2. La Fondation internationale André Gilbert, secteur de Montréal, est un organisme à but non lucratif conçu pour venir en aide aux enfants défavorisés, handicapés ou mal aimés. Son mandat est d'encadrer les enfants et de leur fournir le soutien nécessaire afin qu'ils puissent développer leur confiance en soi, leur détermination et l'affirmation de ce qu'ils sont et ce, par différents moyens dont celui de la pratique du sport. Ces enfants proviennent de familles monoparentales à faibles revenus ou qui sont prestataires de l'aide sociale.

3. Le Patro Laval de Québec, un centre communautaire situé dans la basse-ville, vise à offrir un milieu de vie favorisant le développement de la personne axé sur l'accueil, la prise en charge, le leadership, la prévention, l'entraide, etc. Près de 1000 jeunes bénéficient de cette infrastructure. hkjkj

Du temps et de l'argent

« Ce qui m'a frappé au départ, c'est que le Canadien, tout en étant très engagé dans la communauté, ne remettait jamais d'argent, affirme Boivin. On visitait les hôpitaux, on nous invitait à participer à des levées de fond et à des tournois de golf, mais cette participation se limitait à une simple présence de notre part. On ne remettait rien à ces organisations.

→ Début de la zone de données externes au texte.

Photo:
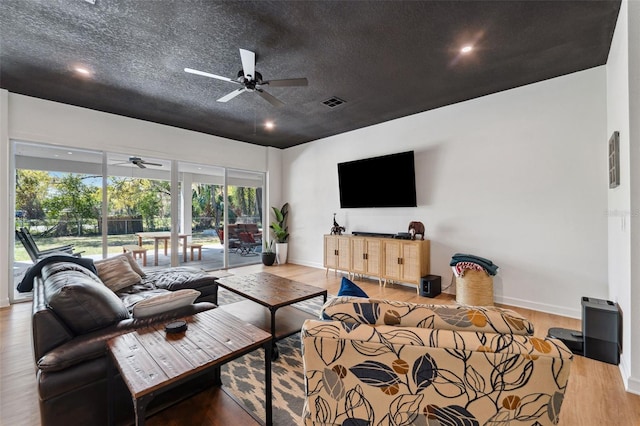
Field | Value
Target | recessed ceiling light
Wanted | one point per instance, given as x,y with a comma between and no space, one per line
82,71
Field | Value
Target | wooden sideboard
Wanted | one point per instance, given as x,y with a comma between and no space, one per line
387,259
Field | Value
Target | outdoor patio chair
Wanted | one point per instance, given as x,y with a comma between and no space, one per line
234,243
251,228
34,252
248,244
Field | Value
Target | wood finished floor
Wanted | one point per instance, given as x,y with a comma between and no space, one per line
595,395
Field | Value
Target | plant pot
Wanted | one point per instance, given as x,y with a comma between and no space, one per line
268,258
281,252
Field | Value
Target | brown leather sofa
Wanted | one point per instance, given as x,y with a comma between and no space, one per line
74,315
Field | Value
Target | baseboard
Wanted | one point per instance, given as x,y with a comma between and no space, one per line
540,307
633,385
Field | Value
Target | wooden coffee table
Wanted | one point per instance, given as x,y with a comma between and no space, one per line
276,294
151,361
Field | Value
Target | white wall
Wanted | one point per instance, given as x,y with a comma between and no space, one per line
621,219
519,177
633,382
623,109
35,120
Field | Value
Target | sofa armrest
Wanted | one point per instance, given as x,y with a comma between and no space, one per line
93,345
390,375
446,317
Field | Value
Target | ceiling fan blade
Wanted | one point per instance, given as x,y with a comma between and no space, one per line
206,74
231,95
270,98
288,82
248,63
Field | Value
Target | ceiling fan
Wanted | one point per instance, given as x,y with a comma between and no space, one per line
142,163
251,80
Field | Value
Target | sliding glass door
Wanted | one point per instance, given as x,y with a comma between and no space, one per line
102,203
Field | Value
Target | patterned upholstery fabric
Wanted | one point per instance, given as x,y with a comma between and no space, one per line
375,374
446,317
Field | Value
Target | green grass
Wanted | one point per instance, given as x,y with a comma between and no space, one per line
92,245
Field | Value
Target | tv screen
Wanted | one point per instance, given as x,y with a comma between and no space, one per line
386,181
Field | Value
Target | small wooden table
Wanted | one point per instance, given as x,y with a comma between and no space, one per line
151,361
162,236
275,293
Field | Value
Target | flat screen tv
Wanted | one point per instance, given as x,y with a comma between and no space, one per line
386,181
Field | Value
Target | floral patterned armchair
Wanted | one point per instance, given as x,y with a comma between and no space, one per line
379,362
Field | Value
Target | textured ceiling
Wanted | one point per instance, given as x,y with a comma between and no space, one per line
385,59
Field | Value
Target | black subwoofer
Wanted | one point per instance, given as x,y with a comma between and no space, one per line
601,330
430,285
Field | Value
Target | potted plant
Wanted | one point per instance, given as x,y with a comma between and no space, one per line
281,232
268,255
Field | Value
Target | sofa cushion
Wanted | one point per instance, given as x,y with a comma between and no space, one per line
179,277
406,314
164,303
82,303
116,272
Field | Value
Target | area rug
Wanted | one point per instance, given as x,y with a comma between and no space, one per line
245,376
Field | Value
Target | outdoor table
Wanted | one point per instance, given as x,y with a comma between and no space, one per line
164,236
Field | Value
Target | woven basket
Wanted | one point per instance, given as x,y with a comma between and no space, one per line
474,288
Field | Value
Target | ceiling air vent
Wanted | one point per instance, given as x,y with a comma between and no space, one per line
333,102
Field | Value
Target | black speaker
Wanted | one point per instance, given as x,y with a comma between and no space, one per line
601,330
430,285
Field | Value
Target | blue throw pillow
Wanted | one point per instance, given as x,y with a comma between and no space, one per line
348,288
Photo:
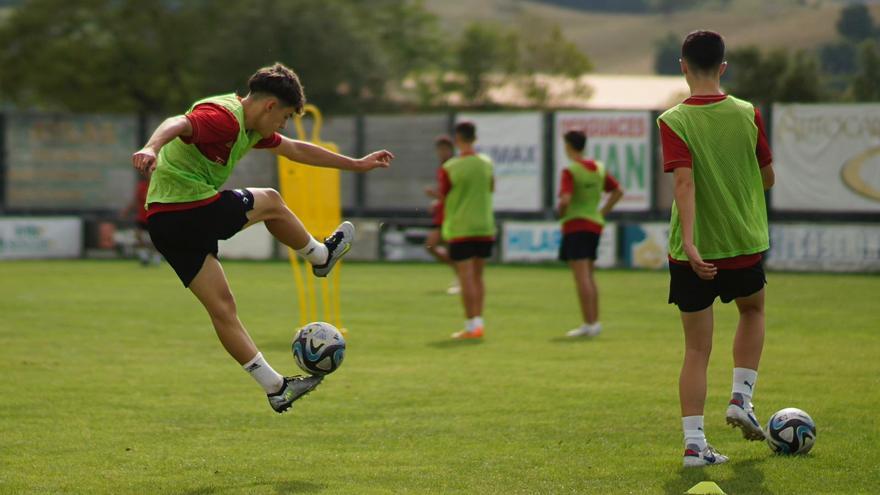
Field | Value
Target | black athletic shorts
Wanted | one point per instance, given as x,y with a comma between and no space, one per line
186,237
578,246
691,293
460,251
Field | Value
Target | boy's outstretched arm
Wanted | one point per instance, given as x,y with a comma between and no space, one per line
145,159
311,154
686,204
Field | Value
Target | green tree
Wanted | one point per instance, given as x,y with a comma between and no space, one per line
483,49
667,51
855,22
546,50
866,83
157,56
802,80
753,75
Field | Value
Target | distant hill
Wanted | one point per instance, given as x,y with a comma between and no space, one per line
621,43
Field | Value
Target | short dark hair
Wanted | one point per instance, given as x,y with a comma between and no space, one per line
466,130
703,50
576,139
281,82
444,140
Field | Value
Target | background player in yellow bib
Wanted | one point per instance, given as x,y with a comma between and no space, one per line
715,146
189,157
580,195
466,187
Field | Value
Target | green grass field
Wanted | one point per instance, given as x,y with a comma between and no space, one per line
112,381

« Il y a deux ans, enchaîne-t-il, nous sommes passés à un autre niveau. Nous voulions identifier un projet pilote fort. Nous nous sommes concentrés sur des programmes de prévention et d'éducation pour de saines habitudes de vie par la pratique sportive en milieux défavorisés. C'est à ce moment que nous avons accouché d'un projet de construction des patinoires extérieures en collaboration avec les écoles de quartier et les comités d'action locale. »

L'une des intéressantes retombées de l'engagement de la Fondation pour l'enfance est la facilité de divers organismes à dénicher d'autres précieux donateurs ou partenaires pour leurs projets une fois qu'ils ont reçu l'aide du Canadien. La notoriété de l'organisation fournit en quelque sorte des outils aux organismes, des plus petits aux plus grands, dans leurs efforts de sollicitation.

Là comme ailleurs, l'image du Canadien capte invariablement l'attention de généreux mécènes, mais encore plus celle des enfants qui profitent de son aide.